My friend said the negative was a 5X7. There is even some written notes on the back of the print by Strand.

catem
10-10-2006, 03:58 AM
Michael,
It's true, I don't do group shots, where you have to orchestrate people. Though I've seen a lot, and even been in them, and on the whole it seems to me they are the kind of shots where often a record of everybody present is of prime importance. In small groups you can get sometimes get a relaxed and intimate atmosphere in large groups it gets harder, and is not usually the prime purpose.

Sometimes the orchestration can be taken to extreme, though, in large groups, and is an obvious part of the photo (does anyone know that photo of all the chefs, sitting as if for 'The Last Supper' - I forget the photographer just now, but it is a truly masterful combination of 'set-up' and within it, spontaneity. I don't know how many shots it took to get it).

And surely, anyway, the intent of this photograph is not the same as for example, a wedding, or even a family social event.

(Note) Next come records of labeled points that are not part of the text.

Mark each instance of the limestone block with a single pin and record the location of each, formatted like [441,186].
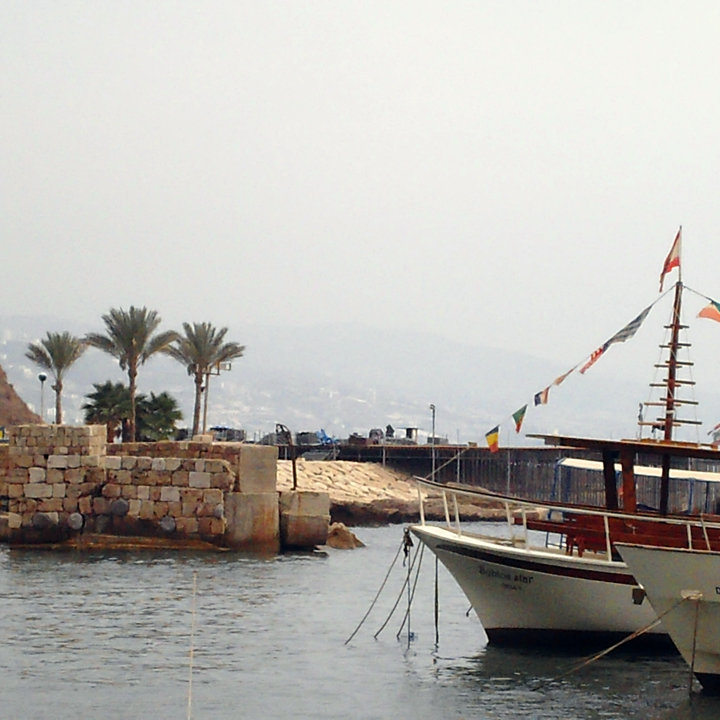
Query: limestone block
[300,502]
[222,481]
[172,464]
[50,505]
[38,490]
[170,494]
[253,521]
[213,496]
[199,480]
[257,469]
[101,506]
[85,505]
[303,531]
[113,462]
[36,475]
[73,461]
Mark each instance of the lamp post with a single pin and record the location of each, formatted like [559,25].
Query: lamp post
[214,370]
[432,410]
[42,377]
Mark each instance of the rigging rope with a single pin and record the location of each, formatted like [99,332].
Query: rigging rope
[593,658]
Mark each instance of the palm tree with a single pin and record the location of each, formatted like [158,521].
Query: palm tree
[56,354]
[201,350]
[130,339]
[108,405]
[156,417]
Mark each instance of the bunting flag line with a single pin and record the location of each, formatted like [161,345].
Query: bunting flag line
[561,379]
[673,258]
[711,312]
[593,359]
[630,329]
[519,416]
[493,437]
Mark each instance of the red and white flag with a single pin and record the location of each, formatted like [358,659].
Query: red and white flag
[673,258]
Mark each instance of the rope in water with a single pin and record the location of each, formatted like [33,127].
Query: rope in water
[382,586]
[407,544]
[593,658]
[192,645]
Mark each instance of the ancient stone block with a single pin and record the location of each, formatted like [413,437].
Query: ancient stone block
[170,494]
[36,475]
[38,490]
[113,462]
[199,479]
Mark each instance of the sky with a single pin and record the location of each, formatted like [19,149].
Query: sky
[508,174]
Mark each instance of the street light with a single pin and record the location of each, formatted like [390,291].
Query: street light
[42,377]
[432,410]
[214,370]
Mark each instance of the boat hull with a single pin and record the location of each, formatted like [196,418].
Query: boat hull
[525,597]
[668,575]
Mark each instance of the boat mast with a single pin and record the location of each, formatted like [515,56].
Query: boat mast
[675,328]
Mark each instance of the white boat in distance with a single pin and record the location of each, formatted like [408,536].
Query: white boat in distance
[683,587]
[556,578]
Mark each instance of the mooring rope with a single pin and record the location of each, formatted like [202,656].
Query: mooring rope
[411,596]
[382,586]
[406,539]
[593,658]
[192,645]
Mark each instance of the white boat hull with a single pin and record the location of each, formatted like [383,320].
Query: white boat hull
[540,596]
[669,575]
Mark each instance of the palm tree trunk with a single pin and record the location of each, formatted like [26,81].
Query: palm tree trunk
[196,410]
[132,378]
[57,387]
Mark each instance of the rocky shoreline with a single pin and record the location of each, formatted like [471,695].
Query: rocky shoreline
[365,494]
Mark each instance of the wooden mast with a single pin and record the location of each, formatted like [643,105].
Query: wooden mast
[670,393]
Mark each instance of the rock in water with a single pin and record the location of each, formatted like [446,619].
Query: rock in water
[340,538]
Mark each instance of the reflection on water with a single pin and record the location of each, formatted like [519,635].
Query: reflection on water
[109,634]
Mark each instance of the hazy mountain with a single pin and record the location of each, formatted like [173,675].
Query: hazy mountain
[351,377]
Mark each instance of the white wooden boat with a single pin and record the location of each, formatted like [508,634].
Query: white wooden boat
[683,587]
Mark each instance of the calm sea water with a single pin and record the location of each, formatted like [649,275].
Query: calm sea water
[109,636]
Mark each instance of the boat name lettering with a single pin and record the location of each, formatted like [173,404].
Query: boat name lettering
[507,576]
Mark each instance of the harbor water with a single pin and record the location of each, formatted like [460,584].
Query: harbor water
[111,635]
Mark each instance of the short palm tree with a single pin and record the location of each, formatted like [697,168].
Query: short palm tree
[129,338]
[108,405]
[56,353]
[156,417]
[201,349]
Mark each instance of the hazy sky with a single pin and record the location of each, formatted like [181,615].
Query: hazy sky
[503,173]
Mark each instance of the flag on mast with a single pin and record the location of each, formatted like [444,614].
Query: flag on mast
[711,311]
[673,258]
[493,437]
[519,416]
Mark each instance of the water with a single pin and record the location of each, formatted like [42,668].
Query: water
[108,635]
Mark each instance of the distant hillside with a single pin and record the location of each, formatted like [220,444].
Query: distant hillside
[13,411]
[350,378]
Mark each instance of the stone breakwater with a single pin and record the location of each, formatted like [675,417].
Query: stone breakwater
[370,494]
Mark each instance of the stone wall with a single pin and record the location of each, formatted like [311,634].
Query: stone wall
[55,480]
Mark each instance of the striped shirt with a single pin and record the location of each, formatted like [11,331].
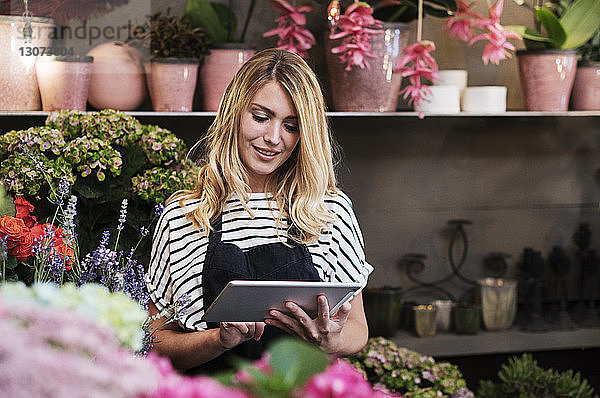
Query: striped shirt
[179,248]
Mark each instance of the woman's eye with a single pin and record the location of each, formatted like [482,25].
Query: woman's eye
[259,118]
[291,127]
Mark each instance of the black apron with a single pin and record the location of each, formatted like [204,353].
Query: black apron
[273,261]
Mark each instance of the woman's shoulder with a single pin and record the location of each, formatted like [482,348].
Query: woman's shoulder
[176,209]
[338,199]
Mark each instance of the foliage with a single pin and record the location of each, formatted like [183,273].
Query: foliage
[171,36]
[523,377]
[104,156]
[574,25]
[407,372]
[217,20]
[49,351]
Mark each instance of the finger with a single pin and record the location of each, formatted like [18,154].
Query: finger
[311,330]
[287,323]
[259,329]
[343,312]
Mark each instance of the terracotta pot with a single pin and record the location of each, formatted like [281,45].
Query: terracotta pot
[18,81]
[218,69]
[498,302]
[586,89]
[382,308]
[172,84]
[64,82]
[547,77]
[117,80]
[373,89]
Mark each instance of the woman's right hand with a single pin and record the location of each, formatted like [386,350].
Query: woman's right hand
[233,333]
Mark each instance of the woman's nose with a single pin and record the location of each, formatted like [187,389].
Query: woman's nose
[273,133]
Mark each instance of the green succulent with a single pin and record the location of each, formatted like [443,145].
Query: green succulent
[567,25]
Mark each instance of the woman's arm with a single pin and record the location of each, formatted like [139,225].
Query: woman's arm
[344,333]
[190,349]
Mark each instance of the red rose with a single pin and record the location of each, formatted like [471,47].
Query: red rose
[24,209]
[23,250]
[14,229]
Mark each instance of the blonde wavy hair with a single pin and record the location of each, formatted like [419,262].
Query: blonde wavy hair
[298,186]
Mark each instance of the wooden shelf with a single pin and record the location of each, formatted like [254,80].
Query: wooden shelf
[508,341]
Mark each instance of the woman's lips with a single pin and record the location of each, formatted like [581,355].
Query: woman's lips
[264,153]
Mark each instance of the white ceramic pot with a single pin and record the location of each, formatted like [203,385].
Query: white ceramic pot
[441,100]
[484,99]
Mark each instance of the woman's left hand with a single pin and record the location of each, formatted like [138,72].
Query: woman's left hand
[324,330]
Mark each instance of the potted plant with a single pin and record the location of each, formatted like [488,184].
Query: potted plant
[176,51]
[364,47]
[586,89]
[547,68]
[228,52]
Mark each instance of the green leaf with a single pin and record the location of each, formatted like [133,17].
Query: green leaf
[527,33]
[201,14]
[295,361]
[580,21]
[556,32]
[7,207]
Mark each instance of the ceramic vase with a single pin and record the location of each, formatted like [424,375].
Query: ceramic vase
[498,302]
[586,89]
[18,80]
[547,78]
[217,71]
[117,80]
[172,84]
[64,82]
[372,89]
[382,308]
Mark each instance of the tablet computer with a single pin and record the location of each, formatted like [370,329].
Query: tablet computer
[250,301]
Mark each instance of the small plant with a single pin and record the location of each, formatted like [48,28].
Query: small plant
[523,377]
[171,36]
[217,20]
[567,26]
[407,372]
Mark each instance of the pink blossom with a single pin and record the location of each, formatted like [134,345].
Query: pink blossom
[497,35]
[460,24]
[339,380]
[293,35]
[417,63]
[355,28]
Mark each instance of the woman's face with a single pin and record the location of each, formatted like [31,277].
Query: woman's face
[269,133]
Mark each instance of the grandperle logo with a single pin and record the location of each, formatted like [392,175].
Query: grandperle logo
[91,33]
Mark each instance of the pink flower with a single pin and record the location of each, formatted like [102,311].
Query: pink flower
[460,24]
[495,50]
[356,28]
[417,63]
[339,380]
[293,36]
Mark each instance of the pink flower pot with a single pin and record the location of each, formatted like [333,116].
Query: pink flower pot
[547,77]
[372,89]
[586,89]
[218,70]
[18,81]
[64,82]
[172,82]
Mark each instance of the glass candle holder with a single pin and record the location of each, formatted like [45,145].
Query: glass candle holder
[425,320]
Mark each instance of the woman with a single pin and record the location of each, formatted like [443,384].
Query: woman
[266,206]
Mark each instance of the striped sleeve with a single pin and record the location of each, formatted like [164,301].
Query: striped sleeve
[158,277]
[346,254]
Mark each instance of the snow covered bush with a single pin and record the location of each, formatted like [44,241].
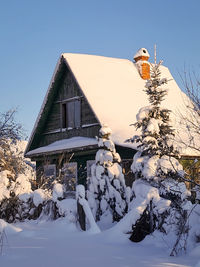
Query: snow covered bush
[107,189]
[156,165]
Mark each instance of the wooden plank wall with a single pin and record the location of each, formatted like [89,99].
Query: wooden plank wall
[52,130]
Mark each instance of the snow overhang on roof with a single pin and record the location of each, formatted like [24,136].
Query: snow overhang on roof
[63,145]
[115,92]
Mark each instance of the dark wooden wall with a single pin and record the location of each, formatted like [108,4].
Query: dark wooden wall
[52,131]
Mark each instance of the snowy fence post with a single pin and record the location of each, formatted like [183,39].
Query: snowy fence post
[80,193]
[84,211]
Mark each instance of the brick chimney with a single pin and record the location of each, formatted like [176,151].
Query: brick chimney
[141,61]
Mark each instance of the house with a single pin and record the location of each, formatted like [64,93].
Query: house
[85,92]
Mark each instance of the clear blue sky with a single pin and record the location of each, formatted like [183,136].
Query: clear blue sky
[35,32]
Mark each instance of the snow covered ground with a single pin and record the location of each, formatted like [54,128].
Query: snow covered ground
[60,243]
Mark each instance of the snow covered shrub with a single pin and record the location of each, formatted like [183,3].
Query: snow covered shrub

But, all that aside, this photograph has definitely grown on me, though I still have an area of reservation about it. As it was unfamiliar to me, I obviously haven't 'lived with' it for a slong as many people here. Certainly the strength and cohesion of the family does come across through the powerful presences of it's members (which may have tended to carry the day anyway, whatever the poses) though by that I don't wish to demean the imput of Strand because I've always admired what I've seen of his work very much. I think if I hadn't been given the information that it had been heavily orchestrated then I may not have interpreted some of the body-language as posed and a bit 'wooden', but rather as a bit 'self-conscious' which is not the same and can say something about the character of the person.
Cate

Jim Chinn
10-10-2006, 10:29 AM
I am pretty confident that he arranged everything, even directing the subjects where to look. Strand had been invloved in making films since working with Charles Sheeler on his movie Manhatta in 1921. He produced, directed and was cameraman on several films either for his own film company (Frontier Films) or working for the FSA.

Shooting a film requires a meticulous attention to detail to get the shot right.
I think those years of experience are evident in this photogaph.

I always get a feeling of push and pull in the image. A family pulled or kept together my the mother but at the same time straining to be seperate.

I think Don's comments fit with the idea of Strand not just as a photographer but also as an experienced director and film maker.